Teenage Lontano, Marina Rosenfeld
2008, Whitney Biennial
Artist and composer Marina Rosenfeld's Teenage Lantano is a "cover version" of György Ligeti’s utopian-modernist 1967 orchestral work Lontano, reconfigured as as a choral composition for teenagers. For the first performance of the work, at the Park Avenue Armory in New York in March 2008, as part of that year's Whitney Biennial, a choir of 34 teenagers sang long tones to a suite of 17 different vocal scores that Rosenfeld had laboriously transcribed, initially from the Ligeti orchestral score and later and more loosely by ear, creating a new digital score, more than twice as long as Ligeti's, for transmissal via headphones and mp3 players. With shared pairs of “earbud”-style headphones distributed to them mostly in pairs, the teenagers sang along to Rosenfeld's (sonic) instructions in one ear, while mainly hearing their own voices and the voices of their immediate neighbors in the other, enabling the choir as a whole to produce a series of complex dissonances that casually evokes the heyday of modernist complexity, but via dramatically contemporary means.

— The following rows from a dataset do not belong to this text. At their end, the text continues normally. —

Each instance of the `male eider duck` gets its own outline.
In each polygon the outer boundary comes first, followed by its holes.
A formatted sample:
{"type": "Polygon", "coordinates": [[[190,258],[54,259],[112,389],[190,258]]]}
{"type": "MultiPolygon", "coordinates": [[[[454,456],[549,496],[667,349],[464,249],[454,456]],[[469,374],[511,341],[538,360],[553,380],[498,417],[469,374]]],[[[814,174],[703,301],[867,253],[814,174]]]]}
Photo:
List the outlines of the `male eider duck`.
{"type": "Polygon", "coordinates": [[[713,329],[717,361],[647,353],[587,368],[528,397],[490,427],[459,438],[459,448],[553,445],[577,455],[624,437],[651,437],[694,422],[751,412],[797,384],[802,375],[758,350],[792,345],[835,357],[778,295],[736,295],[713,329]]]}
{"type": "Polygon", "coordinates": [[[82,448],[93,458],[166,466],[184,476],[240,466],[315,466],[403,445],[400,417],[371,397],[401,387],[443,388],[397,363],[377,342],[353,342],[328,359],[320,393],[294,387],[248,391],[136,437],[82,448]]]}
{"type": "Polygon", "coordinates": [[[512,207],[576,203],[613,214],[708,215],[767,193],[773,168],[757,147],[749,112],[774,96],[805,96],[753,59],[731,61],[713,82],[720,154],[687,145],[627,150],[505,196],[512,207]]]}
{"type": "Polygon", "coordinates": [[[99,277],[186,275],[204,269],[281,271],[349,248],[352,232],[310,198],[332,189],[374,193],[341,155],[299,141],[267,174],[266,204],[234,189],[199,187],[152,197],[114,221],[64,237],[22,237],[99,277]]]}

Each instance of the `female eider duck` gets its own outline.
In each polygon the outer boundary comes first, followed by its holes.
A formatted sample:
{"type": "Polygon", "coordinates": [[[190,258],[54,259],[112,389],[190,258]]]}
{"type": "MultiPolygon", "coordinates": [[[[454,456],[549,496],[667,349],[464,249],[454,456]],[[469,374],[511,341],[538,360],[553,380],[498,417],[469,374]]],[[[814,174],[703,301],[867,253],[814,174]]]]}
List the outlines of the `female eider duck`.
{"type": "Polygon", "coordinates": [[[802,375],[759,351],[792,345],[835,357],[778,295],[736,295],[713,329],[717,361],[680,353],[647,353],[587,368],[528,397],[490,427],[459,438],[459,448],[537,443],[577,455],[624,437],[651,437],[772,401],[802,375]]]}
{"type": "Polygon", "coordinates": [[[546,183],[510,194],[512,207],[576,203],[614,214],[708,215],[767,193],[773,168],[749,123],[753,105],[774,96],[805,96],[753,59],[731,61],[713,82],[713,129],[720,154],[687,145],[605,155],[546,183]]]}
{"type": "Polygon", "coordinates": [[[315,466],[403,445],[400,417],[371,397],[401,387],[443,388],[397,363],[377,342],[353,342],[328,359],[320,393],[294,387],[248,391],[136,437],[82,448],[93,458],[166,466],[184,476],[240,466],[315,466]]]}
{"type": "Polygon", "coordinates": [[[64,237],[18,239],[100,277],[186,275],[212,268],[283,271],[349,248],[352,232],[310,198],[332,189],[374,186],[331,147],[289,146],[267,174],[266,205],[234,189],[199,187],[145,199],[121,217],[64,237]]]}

Rosenfeld also encircled both choir and audience with an added layer of freely interpolated electronics, which swept the architecture of the site, a former military drill hall, with arcs of abstract sound from a single horn suspended overhead rotating at the "phonographic" speed of 33 1/3 r.p.m. The resulting performance was hailed by the New York press as the "opening of a portal between a failed utopian past and the possibility that the more real present is already something to love." Since 2008, Teenage Lontano has been mounted several times, always with local teenaged participants, including productions in Perth, Amsterdam and Oslo.